En Iran, il y a des choses qui choquent les ONG pour la défense des droits des hommes ou des femmes, mais d’autres choses qui ne choquent personne, et quand le sujet est traité, les journalistes mettent un point d’honneur à minimiser leur gravité. Ainsi est traité le mariage temporaire (Sigheh) par l’agence américaine AP.



L’Associated Press écrit : « Le ministre de l’Intérieur iranien a déclenché une polémique dans son pays traditionnellement conservateur en apportant son soutien à l’idée de mariage provisoire pour tenter d’endiguer les pratiques sexuelles hors mariage, ont annoncé samedi les médias officiels ».
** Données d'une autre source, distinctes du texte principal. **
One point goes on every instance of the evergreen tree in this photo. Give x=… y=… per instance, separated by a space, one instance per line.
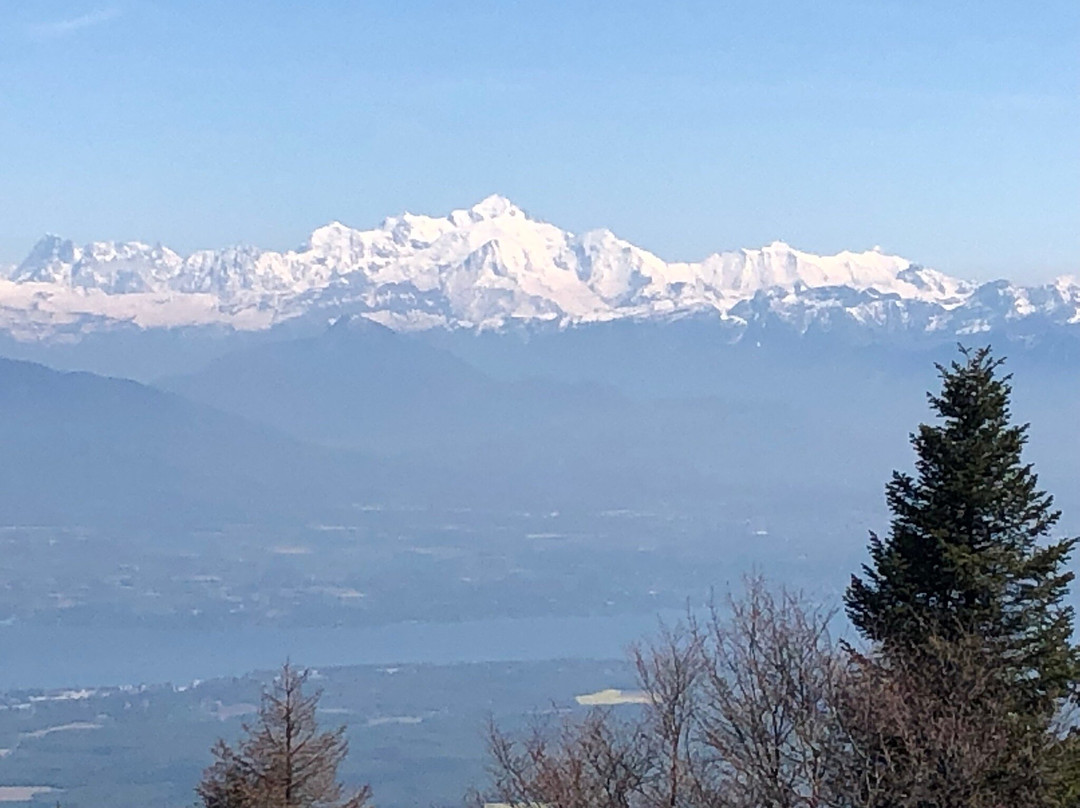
x=284 y=761
x=969 y=551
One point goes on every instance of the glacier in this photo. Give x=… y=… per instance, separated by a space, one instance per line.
x=490 y=267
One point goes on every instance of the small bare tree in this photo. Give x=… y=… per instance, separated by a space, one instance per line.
x=284 y=761
x=597 y=762
x=934 y=727
x=758 y=708
x=766 y=718
x=670 y=671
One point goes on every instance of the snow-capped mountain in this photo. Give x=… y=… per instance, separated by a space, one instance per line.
x=489 y=266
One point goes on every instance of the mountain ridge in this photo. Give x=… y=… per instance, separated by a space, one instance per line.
x=491 y=266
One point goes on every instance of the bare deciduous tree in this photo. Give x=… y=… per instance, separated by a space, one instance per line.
x=760 y=709
x=766 y=716
x=936 y=728
x=597 y=762
x=284 y=761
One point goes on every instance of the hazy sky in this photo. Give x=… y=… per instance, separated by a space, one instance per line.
x=947 y=132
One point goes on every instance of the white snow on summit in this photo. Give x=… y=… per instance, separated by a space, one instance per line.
x=488 y=266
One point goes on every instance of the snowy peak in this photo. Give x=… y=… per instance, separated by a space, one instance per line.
x=490 y=265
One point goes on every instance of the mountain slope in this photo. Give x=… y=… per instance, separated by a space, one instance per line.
x=491 y=266
x=83 y=448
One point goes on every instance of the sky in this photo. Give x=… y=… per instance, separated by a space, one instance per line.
x=945 y=132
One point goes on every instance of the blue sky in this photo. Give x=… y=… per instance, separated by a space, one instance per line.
x=947 y=132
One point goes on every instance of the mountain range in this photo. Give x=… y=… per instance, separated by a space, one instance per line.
x=491 y=267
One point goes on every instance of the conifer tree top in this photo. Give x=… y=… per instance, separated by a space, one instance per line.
x=969 y=549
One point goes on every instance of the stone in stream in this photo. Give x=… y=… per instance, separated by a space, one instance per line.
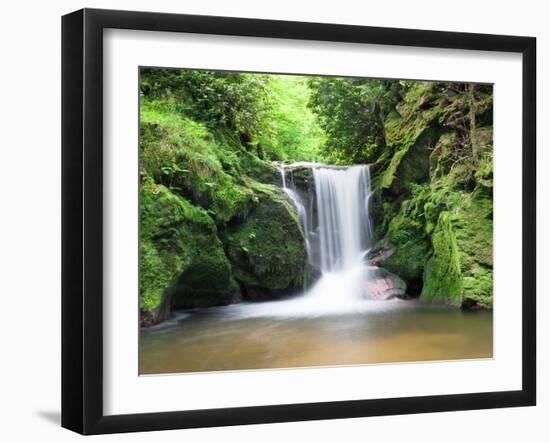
x=383 y=285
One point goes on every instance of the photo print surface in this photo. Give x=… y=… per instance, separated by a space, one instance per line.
x=294 y=221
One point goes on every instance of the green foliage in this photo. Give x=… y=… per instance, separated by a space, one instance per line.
x=239 y=102
x=352 y=113
x=295 y=133
x=268 y=250
x=179 y=249
x=443 y=276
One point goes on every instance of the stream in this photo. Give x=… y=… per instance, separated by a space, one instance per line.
x=232 y=338
x=346 y=316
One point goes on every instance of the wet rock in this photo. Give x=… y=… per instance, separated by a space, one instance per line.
x=383 y=285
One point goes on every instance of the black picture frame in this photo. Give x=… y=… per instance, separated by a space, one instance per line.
x=82 y=220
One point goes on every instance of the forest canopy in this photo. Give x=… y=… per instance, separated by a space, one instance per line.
x=211 y=199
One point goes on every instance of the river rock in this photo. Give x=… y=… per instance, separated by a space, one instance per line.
x=383 y=285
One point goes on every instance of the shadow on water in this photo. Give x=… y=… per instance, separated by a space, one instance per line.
x=231 y=338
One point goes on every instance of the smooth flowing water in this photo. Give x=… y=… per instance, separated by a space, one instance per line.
x=217 y=339
x=333 y=322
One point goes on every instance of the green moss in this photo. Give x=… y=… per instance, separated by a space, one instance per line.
x=268 y=250
x=178 y=243
x=442 y=276
x=474 y=234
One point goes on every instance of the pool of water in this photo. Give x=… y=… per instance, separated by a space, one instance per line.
x=268 y=336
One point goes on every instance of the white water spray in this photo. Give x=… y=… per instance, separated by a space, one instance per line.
x=338 y=234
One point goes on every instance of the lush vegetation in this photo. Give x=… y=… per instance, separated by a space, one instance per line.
x=216 y=228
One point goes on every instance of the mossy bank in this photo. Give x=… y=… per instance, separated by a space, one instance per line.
x=216 y=228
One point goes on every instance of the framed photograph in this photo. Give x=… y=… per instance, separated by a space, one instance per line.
x=269 y=221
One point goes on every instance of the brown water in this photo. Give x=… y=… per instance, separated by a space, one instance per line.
x=246 y=337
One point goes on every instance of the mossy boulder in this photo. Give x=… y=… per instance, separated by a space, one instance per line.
x=460 y=271
x=180 y=252
x=443 y=276
x=268 y=250
x=474 y=236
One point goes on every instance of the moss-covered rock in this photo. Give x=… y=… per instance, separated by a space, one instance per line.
x=443 y=276
x=179 y=253
x=433 y=204
x=268 y=251
x=474 y=236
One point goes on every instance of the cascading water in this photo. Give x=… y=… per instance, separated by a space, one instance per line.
x=343 y=211
x=338 y=233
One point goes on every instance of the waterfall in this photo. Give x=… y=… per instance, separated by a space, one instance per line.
x=338 y=233
x=342 y=197
x=332 y=203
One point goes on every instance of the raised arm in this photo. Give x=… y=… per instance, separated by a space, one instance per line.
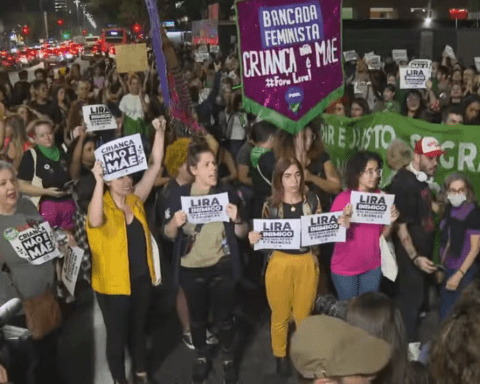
x=95 y=210
x=145 y=185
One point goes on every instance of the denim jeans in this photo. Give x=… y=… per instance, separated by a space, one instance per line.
x=351 y=286
x=448 y=298
x=210 y=289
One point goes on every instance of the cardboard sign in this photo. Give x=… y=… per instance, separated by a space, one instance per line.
x=205 y=32
x=131 y=58
x=374 y=62
x=449 y=52
x=71 y=268
x=201 y=57
x=411 y=78
x=214 y=49
x=360 y=87
x=122 y=157
x=206 y=209
x=350 y=56
x=98 y=118
x=421 y=64
x=36 y=245
x=321 y=229
x=278 y=234
x=400 y=55
x=371 y=208
x=477 y=63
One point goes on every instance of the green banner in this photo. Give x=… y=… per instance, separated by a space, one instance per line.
x=343 y=137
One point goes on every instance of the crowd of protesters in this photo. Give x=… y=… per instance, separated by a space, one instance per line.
x=48 y=157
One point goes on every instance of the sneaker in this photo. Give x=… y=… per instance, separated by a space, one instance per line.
x=229 y=373
x=187 y=339
x=211 y=338
x=200 y=371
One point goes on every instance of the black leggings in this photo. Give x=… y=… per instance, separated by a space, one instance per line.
x=210 y=290
x=125 y=319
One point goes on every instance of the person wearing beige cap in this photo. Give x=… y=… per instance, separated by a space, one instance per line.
x=328 y=350
x=412 y=187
Il y a d’abord cette insistance américaine et même européenne à vouloir à tout prix confondre, la république islamique, c’est-à-dire le régime des mollahs, avec l’IRAN. Ceci est devenu la règle. D’emblée cette formule crée un lien entre le régime et le peuple. Ceci permet d’affirmer que le pays tout entier est traditionnellement conservateur. En deux phrases, le correspondant d’AP à Téhéran a réussi à faire passer la charia en vigueur en Iran pour une loi en conformité avec les attentes du peuple. Il faut tout de même être insensible à ces centaines de milliers d’iraniens qui choisissent l’exil et la misère de l’exil pour écrire une telle ineptie. Si on transposait cette réflexion sur les autres recommandations de la charia, tous les Iraniens approuveraient que l’on soit flagellé à mort pour avoir bu un verre.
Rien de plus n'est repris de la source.